Sweet or savory, toasted or raw, nuts are one of the best sources of protein, micronutrients and monounsaturated fats on the market. With the exception of the peanut, nuts are the seeds of trees. Like every other seed, the nut contains enough nutrition to feed the small plant that eventually would emerge had the nut been allowed to mature, drop to the ground and germinate. Squirrels, birds and humans benefit from these petite packages of potency in many ways.
First,incorporating nuts into the diet is a heart-healthy move. Nuts contain plant sterols and fiber, both of which are known to reduce blood lipids. A Wall Street Journal article reported that eating 2 1/2 ounces of nuts a day lowered LDL ("bad") cholesterol by 7.4% in a test group of 600 participants who had high cholesterol but were not taking medication. Nuts tested included walnuts, pecans, pistachios, almonds, hazelnuts and macadamias. Mayo Clinic reports that eating nuts regularly reduces the risk of developing blood clots that can cause a fatal heart attack. Nuts also contain L-arginine, a substance that improves the health of artery walls by making them more flexible and less prone to blood clots.

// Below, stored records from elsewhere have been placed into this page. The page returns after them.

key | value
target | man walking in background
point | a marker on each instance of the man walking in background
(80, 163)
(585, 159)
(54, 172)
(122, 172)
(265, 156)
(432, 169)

Second, eating nuts can help curb hunger dramatically, making them a friend to people who wish to lose weight. One study cited in the Journal of Nutrition noted that there is an inverse relationship between nut consumption and BMI - in other words, people with more body fat tend not to eat nuts. Nuts are very high in both fat and fiber, both of which serve to suppress hunger in a satisfying way. The crunch factor also makes the nut satisfying as a snack food. Nuts demand a lot of chewing, and this makes them less likely to be overconsumed during a spate of "mindless eating," unlike other crunchy items that offer a lot of empty calories such as potato chips.
Finally, nuts also are a great source of several of the B-group vitamins, vitamin E, minerals such as iron, zinc. potassium and magnesium and antioxidant micronutrients such as selenium, manganese and copper. Many nuts also contain flavinols and resveratrol. Resveratrol is also found in red wine and red grape juice. It is credited with helping the body fight cancer and with reducing the formation of plaque in the brain, a factor that is related to the onset of Alzheimer and other neurodegenerative diseases in older people.
With all of their health and nutritional benefits, it's no wonder that Dr. Oz and other medical professionals recommend a daily serving of nuts.